Charlotte Bravely Again(st) 作:天然の未
7分割を統合しただけで内容は同じです。
既に読んだ方は続きからで支障ありません。
巧の能力ってAngel Beats! の仕組みと似てますね。
かく言う僕はAngel Beats! も大好きな天然の未です。この文を書いたせいでAngel Beats! もう1周したくなりました。
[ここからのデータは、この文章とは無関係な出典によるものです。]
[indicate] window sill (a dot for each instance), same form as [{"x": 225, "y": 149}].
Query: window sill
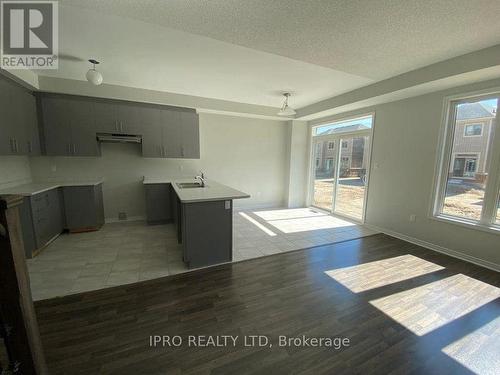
[{"x": 492, "y": 228}]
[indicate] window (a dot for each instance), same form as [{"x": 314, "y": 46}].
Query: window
[
  {"x": 468, "y": 187},
  {"x": 473, "y": 130}
]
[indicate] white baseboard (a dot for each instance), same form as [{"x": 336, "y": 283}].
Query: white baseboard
[
  {"x": 439, "y": 249},
  {"x": 109, "y": 220}
]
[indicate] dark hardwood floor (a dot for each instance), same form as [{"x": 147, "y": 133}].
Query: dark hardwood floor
[{"x": 421, "y": 320}]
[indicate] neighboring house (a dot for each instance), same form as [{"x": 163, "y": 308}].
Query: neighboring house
[
  {"x": 472, "y": 139},
  {"x": 353, "y": 158}
]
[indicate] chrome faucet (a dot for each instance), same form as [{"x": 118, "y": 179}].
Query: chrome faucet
[{"x": 201, "y": 177}]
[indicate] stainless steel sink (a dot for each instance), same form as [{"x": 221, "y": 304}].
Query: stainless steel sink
[{"x": 188, "y": 185}]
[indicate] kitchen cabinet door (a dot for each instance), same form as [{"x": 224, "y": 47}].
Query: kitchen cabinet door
[
  {"x": 83, "y": 129},
  {"x": 7, "y": 116},
  {"x": 190, "y": 135},
  {"x": 129, "y": 118},
  {"x": 158, "y": 203},
  {"x": 171, "y": 133},
  {"x": 152, "y": 142},
  {"x": 83, "y": 207},
  {"x": 56, "y": 126},
  {"x": 31, "y": 124},
  {"x": 106, "y": 116},
  {"x": 19, "y": 130},
  {"x": 54, "y": 213}
]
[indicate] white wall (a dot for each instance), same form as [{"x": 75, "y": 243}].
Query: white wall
[
  {"x": 297, "y": 163},
  {"x": 405, "y": 146},
  {"x": 14, "y": 170},
  {"x": 247, "y": 154}
]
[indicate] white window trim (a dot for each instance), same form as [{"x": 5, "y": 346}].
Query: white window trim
[
  {"x": 445, "y": 143},
  {"x": 474, "y": 135}
]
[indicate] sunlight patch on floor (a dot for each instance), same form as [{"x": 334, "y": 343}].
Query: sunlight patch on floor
[
  {"x": 433, "y": 305},
  {"x": 478, "y": 351},
  {"x": 301, "y": 220},
  {"x": 383, "y": 272}
]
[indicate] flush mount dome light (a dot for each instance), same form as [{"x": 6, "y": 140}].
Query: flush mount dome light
[
  {"x": 285, "y": 109},
  {"x": 93, "y": 76}
]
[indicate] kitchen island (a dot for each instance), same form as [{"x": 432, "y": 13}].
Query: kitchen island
[{"x": 203, "y": 216}]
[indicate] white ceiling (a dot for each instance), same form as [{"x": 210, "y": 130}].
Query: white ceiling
[
  {"x": 149, "y": 56},
  {"x": 249, "y": 51}
]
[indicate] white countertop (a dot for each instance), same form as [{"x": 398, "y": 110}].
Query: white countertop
[
  {"x": 39, "y": 187},
  {"x": 213, "y": 191}
]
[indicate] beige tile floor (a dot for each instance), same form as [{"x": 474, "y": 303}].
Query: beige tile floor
[{"x": 122, "y": 253}]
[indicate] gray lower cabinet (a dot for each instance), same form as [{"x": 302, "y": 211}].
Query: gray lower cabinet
[
  {"x": 158, "y": 203},
  {"x": 19, "y": 126},
  {"x": 41, "y": 220},
  {"x": 83, "y": 207}
]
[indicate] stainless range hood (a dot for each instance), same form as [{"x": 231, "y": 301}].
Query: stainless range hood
[{"x": 119, "y": 138}]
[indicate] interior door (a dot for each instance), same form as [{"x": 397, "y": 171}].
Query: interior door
[{"x": 325, "y": 170}]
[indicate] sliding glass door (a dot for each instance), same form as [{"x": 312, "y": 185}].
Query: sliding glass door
[
  {"x": 352, "y": 176},
  {"x": 340, "y": 167},
  {"x": 325, "y": 167}
]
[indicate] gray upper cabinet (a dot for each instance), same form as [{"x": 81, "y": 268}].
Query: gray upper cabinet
[
  {"x": 171, "y": 133},
  {"x": 7, "y": 115},
  {"x": 190, "y": 135},
  {"x": 31, "y": 125},
  {"x": 106, "y": 117},
  {"x": 19, "y": 127},
  {"x": 152, "y": 142},
  {"x": 129, "y": 119},
  {"x": 117, "y": 117},
  {"x": 56, "y": 127},
  {"x": 83, "y": 129},
  {"x": 69, "y": 127}
]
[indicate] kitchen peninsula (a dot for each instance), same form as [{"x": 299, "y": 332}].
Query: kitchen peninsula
[{"x": 202, "y": 213}]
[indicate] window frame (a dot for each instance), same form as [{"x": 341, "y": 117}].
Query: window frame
[
  {"x": 481, "y": 125},
  {"x": 445, "y": 155}
]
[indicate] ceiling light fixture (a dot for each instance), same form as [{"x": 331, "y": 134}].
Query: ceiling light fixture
[
  {"x": 93, "y": 76},
  {"x": 285, "y": 109}
]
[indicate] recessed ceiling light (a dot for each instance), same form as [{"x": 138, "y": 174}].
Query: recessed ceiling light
[
  {"x": 285, "y": 109},
  {"x": 93, "y": 76}
]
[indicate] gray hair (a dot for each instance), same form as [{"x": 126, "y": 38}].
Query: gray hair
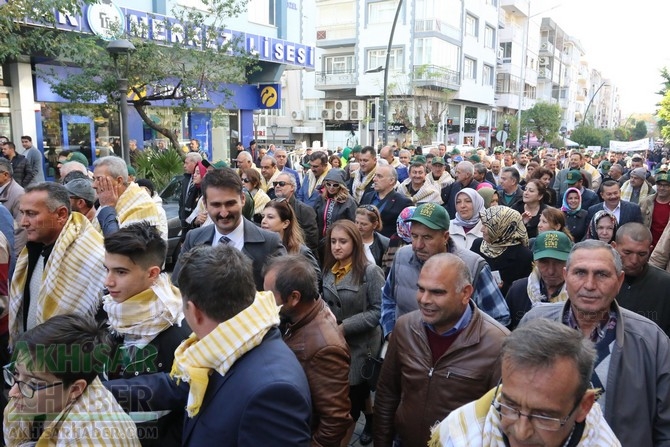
[
  {"x": 593, "y": 244},
  {"x": 453, "y": 262},
  {"x": 466, "y": 166},
  {"x": 193, "y": 156},
  {"x": 116, "y": 167},
  {"x": 540, "y": 343}
]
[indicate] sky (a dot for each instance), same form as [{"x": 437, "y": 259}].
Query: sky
[{"x": 626, "y": 41}]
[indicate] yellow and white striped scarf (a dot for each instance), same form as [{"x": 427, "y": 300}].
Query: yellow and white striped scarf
[
  {"x": 220, "y": 349},
  {"x": 477, "y": 424},
  {"x": 136, "y": 205},
  {"x": 142, "y": 317},
  {"x": 94, "y": 419},
  {"x": 72, "y": 280}
]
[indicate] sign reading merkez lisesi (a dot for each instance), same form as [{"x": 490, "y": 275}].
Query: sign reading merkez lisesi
[{"x": 104, "y": 18}]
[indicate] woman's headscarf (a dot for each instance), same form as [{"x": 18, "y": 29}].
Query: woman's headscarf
[
  {"x": 487, "y": 195},
  {"x": 593, "y": 225},
  {"x": 403, "y": 228},
  {"x": 505, "y": 228},
  {"x": 565, "y": 207},
  {"x": 477, "y": 207}
]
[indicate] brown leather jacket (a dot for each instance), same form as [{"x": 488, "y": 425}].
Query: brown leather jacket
[
  {"x": 324, "y": 355},
  {"x": 414, "y": 394}
]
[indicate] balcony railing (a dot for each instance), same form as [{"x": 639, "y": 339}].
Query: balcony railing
[
  {"x": 335, "y": 79},
  {"x": 433, "y": 76}
]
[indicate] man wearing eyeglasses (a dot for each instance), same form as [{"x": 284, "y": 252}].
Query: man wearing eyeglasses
[
  {"x": 544, "y": 397},
  {"x": 633, "y": 362}
]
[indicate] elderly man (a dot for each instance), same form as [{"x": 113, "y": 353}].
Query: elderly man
[
  {"x": 430, "y": 236},
  {"x": 448, "y": 336},
  {"x": 121, "y": 202},
  {"x": 644, "y": 284},
  {"x": 545, "y": 283},
  {"x": 60, "y": 271},
  {"x": 546, "y": 368},
  {"x": 631, "y": 348},
  {"x": 389, "y": 202},
  {"x": 416, "y": 187},
  {"x": 362, "y": 179},
  {"x": 285, "y": 187},
  {"x": 240, "y": 383},
  {"x": 465, "y": 171},
  {"x": 269, "y": 173},
  {"x": 310, "y": 330},
  {"x": 310, "y": 190},
  {"x": 636, "y": 188},
  {"x": 623, "y": 211},
  {"x": 282, "y": 165},
  {"x": 224, "y": 199}
]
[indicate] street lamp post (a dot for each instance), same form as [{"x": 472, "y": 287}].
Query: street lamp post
[
  {"x": 118, "y": 48},
  {"x": 385, "y": 69}
]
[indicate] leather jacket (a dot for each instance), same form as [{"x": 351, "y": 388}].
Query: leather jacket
[
  {"x": 324, "y": 355},
  {"x": 413, "y": 393}
]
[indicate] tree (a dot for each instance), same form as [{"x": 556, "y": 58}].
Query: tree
[{"x": 188, "y": 72}]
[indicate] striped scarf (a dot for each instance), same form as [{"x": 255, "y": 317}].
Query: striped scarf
[
  {"x": 142, "y": 317},
  {"x": 220, "y": 349},
  {"x": 94, "y": 419},
  {"x": 627, "y": 191},
  {"x": 359, "y": 184},
  {"x": 72, "y": 280},
  {"x": 477, "y": 424},
  {"x": 135, "y": 205}
]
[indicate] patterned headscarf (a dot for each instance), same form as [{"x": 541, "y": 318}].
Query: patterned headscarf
[
  {"x": 593, "y": 225},
  {"x": 477, "y": 207},
  {"x": 505, "y": 228},
  {"x": 565, "y": 207},
  {"x": 403, "y": 228}
]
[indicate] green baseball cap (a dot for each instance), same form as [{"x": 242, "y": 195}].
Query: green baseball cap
[
  {"x": 432, "y": 215},
  {"x": 552, "y": 244}
]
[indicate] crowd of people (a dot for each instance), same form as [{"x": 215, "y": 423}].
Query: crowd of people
[{"x": 486, "y": 298}]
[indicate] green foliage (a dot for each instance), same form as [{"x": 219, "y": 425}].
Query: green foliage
[{"x": 159, "y": 167}]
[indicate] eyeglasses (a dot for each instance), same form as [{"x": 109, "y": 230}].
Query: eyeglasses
[
  {"x": 539, "y": 422},
  {"x": 26, "y": 389}
]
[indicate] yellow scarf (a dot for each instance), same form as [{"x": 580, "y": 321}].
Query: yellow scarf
[
  {"x": 146, "y": 314},
  {"x": 220, "y": 349},
  {"x": 94, "y": 419},
  {"x": 73, "y": 276}
]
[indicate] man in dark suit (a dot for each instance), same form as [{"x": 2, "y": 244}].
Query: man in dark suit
[
  {"x": 250, "y": 388},
  {"x": 285, "y": 187},
  {"x": 624, "y": 211},
  {"x": 224, "y": 200},
  {"x": 389, "y": 202}
]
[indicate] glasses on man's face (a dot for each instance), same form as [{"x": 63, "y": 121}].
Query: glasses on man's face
[
  {"x": 546, "y": 423},
  {"x": 26, "y": 389}
]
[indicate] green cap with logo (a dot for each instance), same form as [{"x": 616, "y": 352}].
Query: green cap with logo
[
  {"x": 573, "y": 177},
  {"x": 552, "y": 244},
  {"x": 432, "y": 215}
]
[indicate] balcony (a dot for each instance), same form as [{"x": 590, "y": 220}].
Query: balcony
[
  {"x": 435, "y": 78},
  {"x": 335, "y": 80}
]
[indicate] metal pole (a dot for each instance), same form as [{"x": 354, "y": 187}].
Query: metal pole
[
  {"x": 385, "y": 105},
  {"x": 123, "y": 108}
]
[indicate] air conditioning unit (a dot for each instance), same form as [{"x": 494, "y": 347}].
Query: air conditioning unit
[{"x": 341, "y": 110}]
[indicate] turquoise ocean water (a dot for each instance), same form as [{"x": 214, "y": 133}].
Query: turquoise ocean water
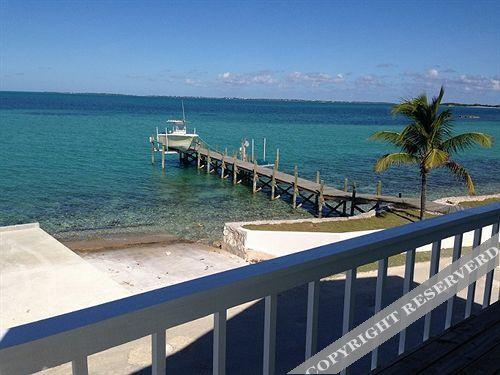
[{"x": 80, "y": 163}]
最後のシーンとか涙腺崩壊ものです。
第三話のサブタイトルは「幻だけのあなたに」。
今回は斉藤の名を持つ人物が登場します。
Keyきってのスターキャラ斉藤は、どんな進化を遂げているのでしょうか。
ご覧下さい。
また、夢を見ている。
天井のない夢を。
進むべき方の夢を。
また女の子が泣いていて、彼女の兄は彼女には見向きもせずにこちらに近付いてくる。
夢だからだろうか。
あの女の子が泣いている理由が分からないからだろうか。
何も感じないのだ。
悲しいとも思わない。
ただ、この無限に広がる密室に、彼女の泣き声が響いて、反射して、だんだんと、ぼわんぼわんと形の無いものに変わっていく、というその事実だけを、夕輝は頭の片隅で理解した。
女の子が泣いていることと、男の子が歩いていることだけを、理解していた。
しかし、夕輝には未だに、あの男の子に何故その泣き声が聞こえないのか、というその理由を理解してはいなかった。
何故、女の子が兄を追いかけないのか、も。
やがて、その泣き声が消えた頃、夕輝は現実世界の食卓にいた。今朝のおかずは、ブリの照り焼きと無限ピーマン。無限ピーマンというのは、細く切ったピーマンとツナをごま油やら何やらと混ぜ合わせるだけで出来る、お手軽で簡単な料理だ。無限ピーマンというだけあって、無限に食べていられるのではないか、と思う程に美味しい。ピーマン嫌いの人にも是非おすすめしたい一品だ。
今朝も、食卓に肉はいない。
正直、肉というものが恋しい。肉を食べたい。出来ることなら毎日。......しかし、春はいつも、魚しか出してくれない。肉料理を振る舞ってはくれない。悲しいが、しかしやはり作ってもらっている立場の夕輝には、それを言うことが出来ない。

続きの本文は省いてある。